Da der sichere Alkoholkonsum von Person zu Person unterschiedlich ist und verschiedene Quellen unterschiedliche Zufuhren empfehlen, ist es wichtig, einen individuellen Ansatz zu wählen. Menschen sollten mit einem medizinischen Fachpersonal über ihre Alkoholkonsumgeschichte und ihre persönlichen Risikofaktoren sprechen, um eine persönliche Beratung zum sicheren Alkoholkonsum zu erhalten.

Wie man den Alkoholkonsum reduziert

Menschen mit Alkoholmissbrauch in der Vorgeschichte können Alkohol möglicherweise nicht sicher konsumieren. In diesen Fällen besteht die beste Strategie darin, Alkohol vollständig zu vermeiden.

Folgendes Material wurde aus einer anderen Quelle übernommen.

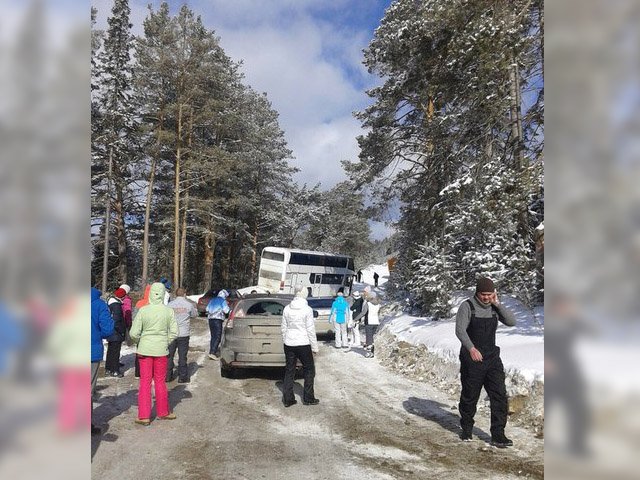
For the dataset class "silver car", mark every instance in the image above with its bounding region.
[220,294,317,378]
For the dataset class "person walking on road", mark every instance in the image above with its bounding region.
[104,288,127,378]
[91,287,113,435]
[456,277,516,448]
[130,283,178,426]
[282,287,320,407]
[350,291,368,347]
[329,292,351,348]
[167,288,198,383]
[207,289,231,360]
[364,292,381,358]
[118,283,133,332]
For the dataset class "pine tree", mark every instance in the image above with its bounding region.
[347,0,543,313]
[92,0,136,289]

Menschen mit schwerer Sucht oder einer langen Vorgeschichte von Alkoholmissbrauch können schwere Entzugserscheinungen haben, wenn sie mit dem Rauchen aufhören. Menschen sollten mit einem Arzt über eine medizinische Entgiftung sprechen, die schwerwiegende Probleme wie Delirium tremens verhindern kann. Einige Leute finden, dass Krankenhausrehabilitation oder Selbsthilfegruppen, wie Anonyme Alkoholiker, hilfreich sind.

Personen, die den Alkoholkonsum reduzieren möchten, sollten die folgenden Strategien in Betracht ziehen:

  • Legen Sie ein persönliches Limit von einem Getränk pro Tag für Frauen und zwei für Männer fest
  • Trinken Sie nur zu bestimmten Zeiten oder Anlässen, z. B. auf Partys oder am Wochenende
  • keinen Alkohol konsumieren, um mit emotionalem Stress umzugehen oder einzuschlafen
  • Trinken Sie alkoholarme Getränke, indem Sie beispielsweise Spirituosen durch Wein ersetzen

Zusammenfassung

Die Auswirkungen von Alkohol auf das Gehirn variieren je nach Dosierung und individuellen Faktoren wie der allgemeinen Gesundheit. Je mehr Alkohol eine Person trinkt, desto wahrscheinlicher ist es im Allgemeinen, dass Alkohol das Gehirn kurz- und langfristig schädigt.

Mäßiger Alkoholkonsum ist die beste Strategie, um das Risiko alkoholbedingter Hirnschäden zu verringern. Menschen, die übermäßig viel trinken, bis zu einem schlechten Urteilsvermögen trinken oder absichtlich mehrmals im Monat betrunken sind, haben ein viel höheres Risiko für alkoholbedingte Hirnschäden.